Here are the relevant parts of my code:
let internal saveJsonToFile<'t> (someObject:'t) (filePath: string) =
use fileStream = new FileStream(filePath, FileMode.OpenOrCreate)
(new DataContractJsonSerializer(typeof<'t>)).WriteObject(fileStream, someObject)
let dummyFighter1 = { id = 1; name = "Dummy1"; location = "Here"; nationality = "Somalia"; heightInMeters = 2.0; weightInKgs = 220.0; weightClass = "Too fat"}
let dummyFighter2 = { id = 2; name = "Dummy2"; location = "There"; nationality = "Afghanistan"; heightInMeters = 1.8; weightInKgs = 80.0; weightClass = "Just Nice"}
let filePath = #"G:\User\Fighters.json"
saveJsonToFile dummyFighter1 filePath
saveJsonToFile dummyFighter2 filePath
When I run "saveJsonToFile dummyFighter1 filePath", the information is successfully saved. My problem is this: Once I run "saveJsonToFile dummyFighter2 filePath", it immediately replaces all the contents that are already in the file, i.e., all the information about dummyFighter1.

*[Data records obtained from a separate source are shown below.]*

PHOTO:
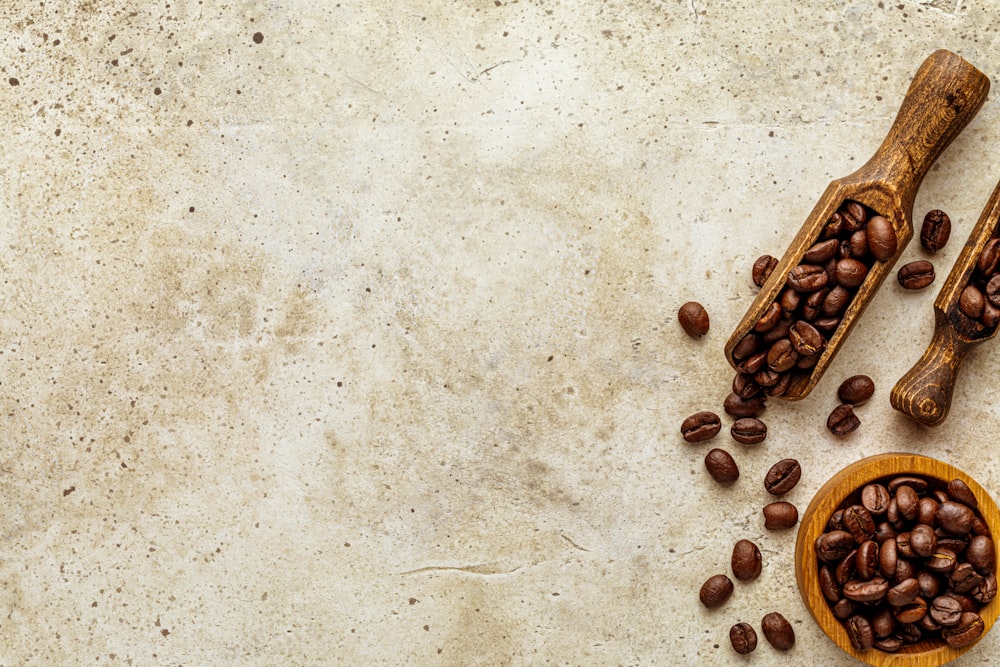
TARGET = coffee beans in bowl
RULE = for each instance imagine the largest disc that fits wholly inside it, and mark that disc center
(895, 555)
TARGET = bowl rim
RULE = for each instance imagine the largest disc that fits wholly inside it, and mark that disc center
(814, 519)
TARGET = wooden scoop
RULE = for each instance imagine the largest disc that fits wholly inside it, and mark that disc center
(924, 393)
(945, 94)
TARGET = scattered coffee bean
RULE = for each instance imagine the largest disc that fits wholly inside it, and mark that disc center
(715, 591)
(935, 231)
(762, 269)
(746, 560)
(782, 477)
(842, 420)
(749, 431)
(721, 466)
(778, 631)
(693, 319)
(701, 426)
(780, 515)
(743, 638)
(915, 275)
(856, 390)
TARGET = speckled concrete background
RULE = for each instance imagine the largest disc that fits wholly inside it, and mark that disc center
(344, 333)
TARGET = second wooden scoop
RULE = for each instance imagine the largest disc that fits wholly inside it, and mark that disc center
(945, 94)
(924, 393)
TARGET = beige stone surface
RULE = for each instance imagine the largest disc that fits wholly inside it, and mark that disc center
(356, 344)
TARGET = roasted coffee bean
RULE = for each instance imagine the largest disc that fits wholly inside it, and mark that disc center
(874, 497)
(971, 302)
(903, 593)
(989, 257)
(782, 356)
(747, 346)
(866, 562)
(743, 638)
(780, 515)
(762, 269)
(960, 492)
(744, 407)
(935, 231)
(856, 390)
(715, 591)
(923, 541)
(721, 466)
(700, 426)
(770, 318)
(946, 611)
(746, 560)
(834, 545)
(744, 386)
(968, 629)
(955, 518)
(942, 561)
(859, 523)
(782, 477)
(807, 278)
(694, 319)
(982, 554)
(851, 273)
(778, 631)
(749, 431)
(871, 590)
(907, 500)
(915, 275)
(882, 242)
(859, 632)
(842, 421)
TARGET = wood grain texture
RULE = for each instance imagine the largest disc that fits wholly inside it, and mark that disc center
(924, 393)
(832, 496)
(945, 94)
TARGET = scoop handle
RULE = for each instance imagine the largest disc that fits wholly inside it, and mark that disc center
(924, 393)
(945, 94)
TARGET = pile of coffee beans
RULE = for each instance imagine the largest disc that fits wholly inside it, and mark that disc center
(854, 391)
(979, 304)
(906, 559)
(792, 333)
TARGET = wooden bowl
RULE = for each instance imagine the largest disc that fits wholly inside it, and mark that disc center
(832, 496)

What changes should I make so that information about dummyFighter2 is appended to the file, instead of replacing information about dummyFighter1?
Change the way you open a file setting FileMode.OpenOrCreate to FileMode.Append. Append means "create or append" :
use fileStream = new FileStream(filePath, FileMode.Append)
From MSDN (https://msdn.microsoft.com/fr-fr/library/system.io.filemode%28v=vs.110%29.aspx) :
FileMode.Append opens the file if it exists and seeks to the end of the file, or
creates a new file. This requires FileIOPermissionAccess.Append
permission. FileMode.Append can be used only in conjunction with
FileAccess.Write. Trying to seek to a position before the end of the
file throws an IOException exception, and any attempt to read fails
and throws a NotSupportedException exception.